Some Basic Concepts

For our EE 421 group project we will be designing a guitar tuner that can determine different strings based on a sound input. There are many parts to this and as we go we will try our best to explain everything in a concise manner. The following post talks about the basic ideas of sound waves along with some other information that may be helpful to know.

A sound wave is caused by a vibration given off by an object moving through some static medium. This medium could be air, water, or anything that allows this wave to pass through it. The vibrations given off by the object, which in our case is going to be the plucking of different guitar strings, creates disturbances in the particles of the medium causing them to move back and forth. These disturbances through the air also create varying fields of high and low pressure that move the particles, which are known as pressure waves. In a sense a sound wave is also a pressure wave. The motion at which the air particles are moving back and forth is called the frequency of the signal.


The standard definition of frequency is the number of occurrences of a repeating event per unit time. In our case the sound wave frequency will be how often the particles of air vibrate when a sound wave from the vibration of the guitar strings passes through the air. A common measurement for frequency is Hertz (Hz). We define a Hertz to be:

1 Hertz = 1 vibration / second

As the sound wave moves through the air each particle has a domino effect on the other particles, meaning that once the first particle begins to vibrate at a certain Hertz it causes the particle right next to it to vibrate at that same Hertz. This continues until there is an obstruction that blocks this from occurring. This chain of particle vibrations is what allows us to hear the sound once the guitar string is plucked. Our eardrum can detect the changes in air pressure caused by the sound/pressure waves emitted from the guitar strings. Humans are capable of detecting sound waves with a wide variety of frequencies, generally from around 20 Hz to 20,000 Hz. Anything above or below that we cannot hear!

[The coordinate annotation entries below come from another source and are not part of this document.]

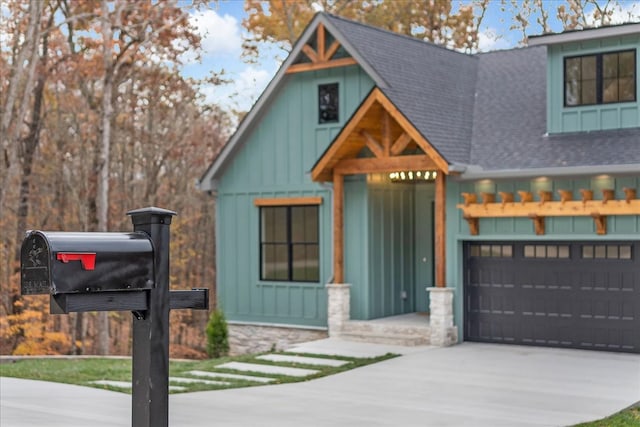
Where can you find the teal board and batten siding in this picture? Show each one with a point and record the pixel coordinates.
(624, 227)
(589, 117)
(381, 240)
(274, 161)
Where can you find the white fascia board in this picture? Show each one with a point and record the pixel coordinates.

The pitch of a sound is directly related to the frequency at which the sound wave is traveling. A high-pitched sound will come from a high frequency sound wave and vice versa, a low pitch sound corresponds to a low frequency sound wave.


Using a guitar for an example, when the bigger, heavier strings are plucked it will vibrate slowly creating a low pitch. When a thinner, lighter string is plucked it will vibrate quickly and give off a higher pitch. Another example of this is when we talk! The sounds that come out of our mouth when we speak are caused by our vocal cords vibrating in our throat. Depending on how much air we force past our vocal cords determines the loudness and pitch of our voice.

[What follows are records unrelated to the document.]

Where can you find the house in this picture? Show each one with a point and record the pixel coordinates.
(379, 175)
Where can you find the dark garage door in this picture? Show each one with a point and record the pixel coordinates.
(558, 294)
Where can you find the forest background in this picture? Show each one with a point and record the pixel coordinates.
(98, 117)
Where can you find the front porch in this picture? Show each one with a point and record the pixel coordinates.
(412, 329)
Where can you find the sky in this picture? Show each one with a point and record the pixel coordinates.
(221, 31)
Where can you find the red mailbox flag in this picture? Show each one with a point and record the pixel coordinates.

The last thing I want to talk about in this post is the tone of a sound, specifically a musical tone since we are going to be using different guitar strings to demonstrate our project. A musical tone consists of many parts, the duration, pitch, intensity, and timbre. We spoke about pitch above, the duration of the tone is how long it lasts, the intensity is how loud the tone is, and timbre is the quality of the sound. Depending on the type of tone you are looking for some of these categories can vary. For example, a simple tone will only have one frequency but can vary in intensity. A complex tone is made up of two or more simple tones and can vary in more than one category.

Differences between pitch, frequency and tone

Pitch is each person’s subjective perception of a sound wave.  Pitch can be classified as high or low depending on the frequency. A high pitch sound wave corresponds to a high frequency sound wave while a low pitch sound wave corresponds to low frequency sound wave. On a guitar with a big heavy string will vibrate slowly and produce a low pitch while on a guitar with a lighter string will vibrate faster and create a high pitch. Sound waves themselves do not have pitch, their oscillations can be measured to obtain a frequency.

Frequency of a wave refers to how often the particles of a medium vibrate when a wave passes through the medium. Frequency is measured in Hertz. Pitch can be determined only in sounds that have a frequency that is clear and stable enough to distinguish from noise. Pitch is closely related to frequency, but the two are not equivalent. Frequency is an objective, scientific attribute that can be measured while pitch is a subjective attribute

Tone refers to the quality of sound. A singer or flautist can produce a perfectly pitched G sharp, but if the tone quality is poor, what results may sound dull or weak. Tone is commonly used by musicians as a synonym for pitch.